I’m not caffeinated enough to have anything to say about all this, yet, but you might find interesting the recent (and perhaps unfinished) conversation about identity and blogging. As Chuck speculates, maybe this time of year encourages such reflections.
Academic blogging
is dear to my heart right now, as it is the subject of an upcoming workshop I’m doing. The other…
While I appreciate the link, I most certainly am not an academic blogger. I am just a geek who blogs, and I happen to go to school. The folks on the list above are true academics, who muse on scholarly things. I’m only a random person with a computer who happens to use words like “lest” and struggles with reading Middlemarch. :)
“I most certainly am not an academic blogger. I am just a geek who blogs, and I happen to go to school.” JM, I think you have an elevated expectation of the requirements to enter the “academic blogging” club.
Another (new to me) find: Sharleen Mondal
I think you’re absolutely right! I’ll just go with it, happy to be part of the club.
JM: I “muse on scholarly things”?? You must not have been reading my blog.
No, kidding. Scholarship plus crazy personal shit plus bitching.

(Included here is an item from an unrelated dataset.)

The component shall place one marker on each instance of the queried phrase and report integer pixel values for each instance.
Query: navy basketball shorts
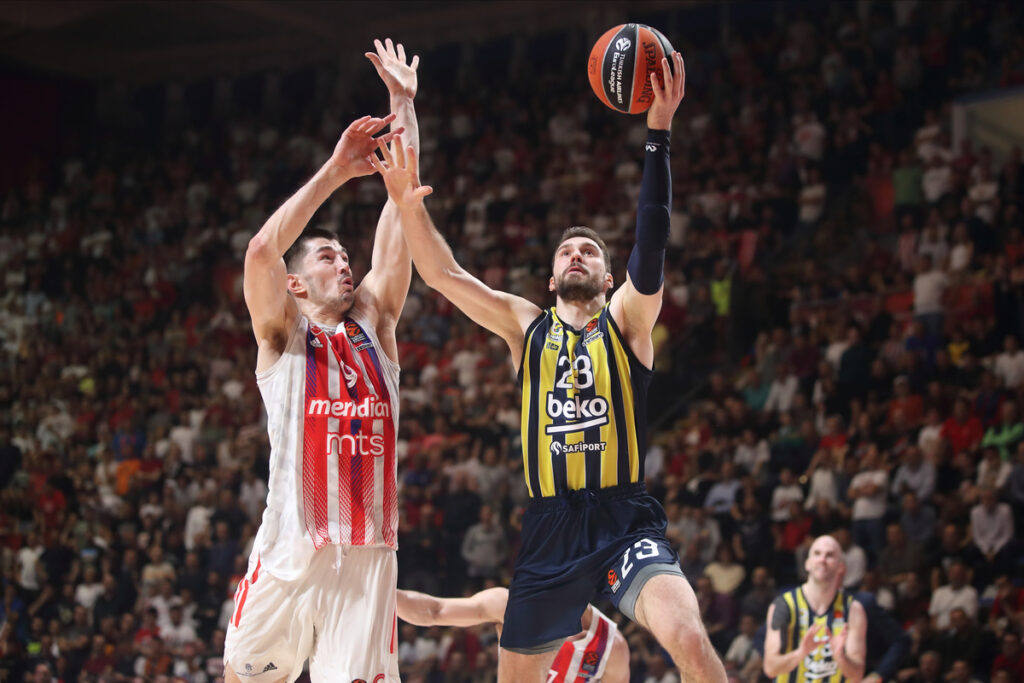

George, thanks for the link. I am honored, actually, because I have admired your particular take on academic blogging for some time now.
“Scholarship plus crazy personal shit plus bitching.”
Right. That’s what I said: Academic Blogging.
I forgot Scrivenings: “I’m an ABD graduate student in English who’s spent the last few years teaching way too many classes, so I recently quit so I can finish that damned dissertation, and more importantly so I can spend more time raising my two small daughters (ages 3 & 1).”
Academic blogging
is dear to my heart right now, as it is the subject of an upcoming workshop I’m doing. The other…
Thanks for the link. I need to rewrite that profile entry now that I’m no longer an outta work academic and I’m back to teaching too many classes (as opposed to way too many, thank goodness). As of a couple of months ago, I had no idea there were so many bloggers writing about pedagogy and other academic matters–I cut my blogging teeth on politics, politics, politics (and a few blawgs via my wife). I still do a lot of political blogging, but I feel like I’m discovering not only a new resource but a whole new community out there in the blogosphere. Thanks for this listing of other academic blogs too.
Academic librarians are in the sphere as well. I’m one; I created a blog as a way to inform the education faculty with whom I’m a liaison. I keep them informed on changes at ERIC (the major research tool in education), as well as articles related to education.
http://www.bloglines.com/blog/mesoj
Thanks, Jonathan. My own Bloglines subscriptions feature a number of library blogs.